Potency comparisons between QUINORA and CARDRASE depend on the specific clinical indication. These are both Antiarrhythmic Agent agents and are not directly interchangeable by dose. A physician or clinical pharmacist should guide any therapeutic switching decisions.
The standard adult dose of QUINORA is: 325 mg orally every 4 to 6 hours as needed, not to exceed 4 g/day.. The standard adult dose of CARDRASE is: Adult: 100 mg orally twice daily.. Dosing should always be individualized based on indication, renal and hepatic function, age, and other patient factors.

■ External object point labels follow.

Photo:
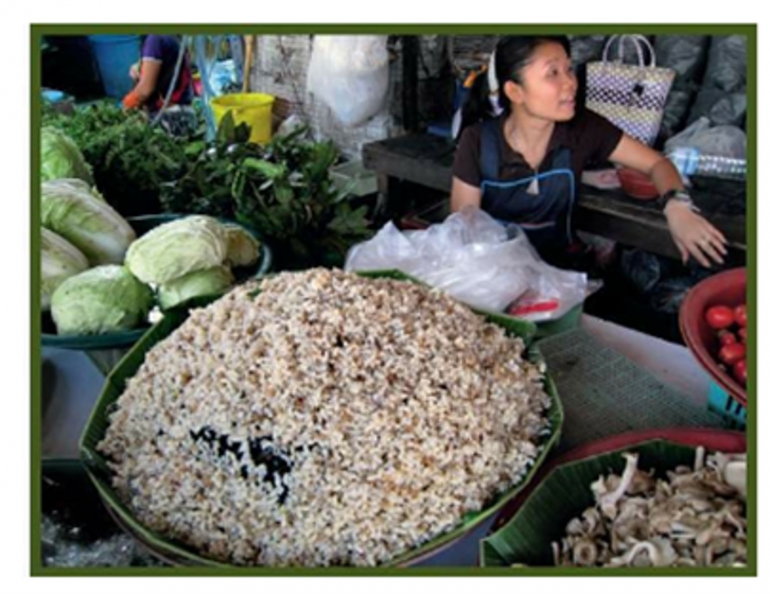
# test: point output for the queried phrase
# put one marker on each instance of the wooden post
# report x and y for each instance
(247, 62)
(411, 52)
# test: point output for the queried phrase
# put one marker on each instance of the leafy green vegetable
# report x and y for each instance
(130, 159)
(212, 281)
(175, 249)
(83, 218)
(100, 300)
(282, 189)
(59, 260)
(60, 157)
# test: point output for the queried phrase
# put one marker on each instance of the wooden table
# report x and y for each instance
(426, 160)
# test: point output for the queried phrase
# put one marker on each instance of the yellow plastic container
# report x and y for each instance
(255, 109)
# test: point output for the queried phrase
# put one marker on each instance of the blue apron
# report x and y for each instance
(545, 217)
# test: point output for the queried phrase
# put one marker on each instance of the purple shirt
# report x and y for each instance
(165, 49)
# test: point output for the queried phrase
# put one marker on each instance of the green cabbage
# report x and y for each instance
(177, 248)
(82, 217)
(242, 246)
(61, 158)
(59, 260)
(100, 300)
(212, 281)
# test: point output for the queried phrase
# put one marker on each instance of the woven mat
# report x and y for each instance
(604, 393)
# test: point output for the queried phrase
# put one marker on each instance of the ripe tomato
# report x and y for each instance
(740, 315)
(720, 316)
(740, 372)
(732, 353)
(726, 337)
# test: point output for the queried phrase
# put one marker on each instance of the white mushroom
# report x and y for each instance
(735, 475)
(608, 501)
(691, 519)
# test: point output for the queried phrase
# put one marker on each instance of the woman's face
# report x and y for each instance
(548, 85)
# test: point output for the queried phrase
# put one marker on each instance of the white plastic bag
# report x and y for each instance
(479, 262)
(349, 73)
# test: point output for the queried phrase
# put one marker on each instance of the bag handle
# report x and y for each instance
(635, 39)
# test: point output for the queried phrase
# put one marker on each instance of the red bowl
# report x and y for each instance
(728, 442)
(726, 288)
(636, 184)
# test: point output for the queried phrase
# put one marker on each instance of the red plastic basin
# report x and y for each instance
(726, 288)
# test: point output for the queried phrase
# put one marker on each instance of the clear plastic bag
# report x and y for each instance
(349, 73)
(479, 262)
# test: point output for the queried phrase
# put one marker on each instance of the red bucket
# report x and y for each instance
(726, 288)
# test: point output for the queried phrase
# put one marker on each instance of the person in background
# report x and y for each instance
(524, 143)
(154, 73)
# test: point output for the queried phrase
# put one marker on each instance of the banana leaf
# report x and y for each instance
(565, 492)
(177, 552)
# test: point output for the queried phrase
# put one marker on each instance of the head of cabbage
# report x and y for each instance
(100, 300)
(174, 249)
(242, 246)
(60, 157)
(212, 281)
(59, 260)
(78, 213)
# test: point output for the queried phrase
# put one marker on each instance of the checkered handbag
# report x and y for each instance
(631, 96)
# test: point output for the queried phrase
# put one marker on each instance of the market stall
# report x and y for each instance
(248, 360)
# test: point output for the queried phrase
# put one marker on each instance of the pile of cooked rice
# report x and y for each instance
(321, 418)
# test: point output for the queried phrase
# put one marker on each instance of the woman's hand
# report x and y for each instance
(693, 235)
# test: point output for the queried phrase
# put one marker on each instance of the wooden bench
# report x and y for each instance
(426, 160)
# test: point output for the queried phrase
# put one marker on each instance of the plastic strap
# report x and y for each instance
(635, 39)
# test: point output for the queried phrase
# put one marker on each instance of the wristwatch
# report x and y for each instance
(680, 196)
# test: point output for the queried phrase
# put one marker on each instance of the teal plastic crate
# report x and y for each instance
(727, 406)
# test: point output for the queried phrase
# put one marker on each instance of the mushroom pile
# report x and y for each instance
(694, 518)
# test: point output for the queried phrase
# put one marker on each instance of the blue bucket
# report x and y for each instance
(115, 54)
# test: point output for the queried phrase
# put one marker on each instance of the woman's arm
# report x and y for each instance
(148, 79)
(463, 195)
(693, 235)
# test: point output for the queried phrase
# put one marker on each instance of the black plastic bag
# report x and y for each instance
(685, 54)
(720, 107)
(726, 67)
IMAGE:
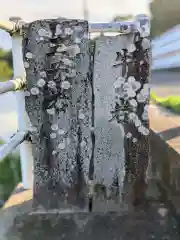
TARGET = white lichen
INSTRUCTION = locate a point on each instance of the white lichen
(43, 74)
(44, 33)
(27, 93)
(54, 152)
(132, 117)
(81, 116)
(29, 55)
(72, 73)
(51, 84)
(26, 64)
(62, 145)
(135, 85)
(68, 31)
(131, 48)
(83, 144)
(53, 135)
(54, 127)
(61, 132)
(34, 91)
(74, 50)
(143, 130)
(137, 123)
(129, 135)
(51, 111)
(146, 43)
(65, 85)
(134, 140)
(133, 103)
(58, 30)
(145, 115)
(67, 62)
(119, 82)
(77, 40)
(41, 82)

No direct drug-drug interaction has been formally documented between QUINORA and CARDRASE in current clinical databases. However, individual patient risk factors including other medications, organ function, and comorbidities should always be evaluated by a qualified healthcare provider.
The maternal-fetal safety profiles differ. QUINORA is classified as Category C. In first trimester, associated with increased risk of spontaneous abortion and congenital anomalies including cardiovascular and neural tube defects. Second and third trimester exp. CARDRASE is classified as Category C. First trimester: Potential for increased risk of major malformations based on animal studies; human data insufficient. Second trimester: No specific fetal risks identified. Third t. Always consult a maternal-fetal medicine specialist before taking either drug during pregnancy or lactation.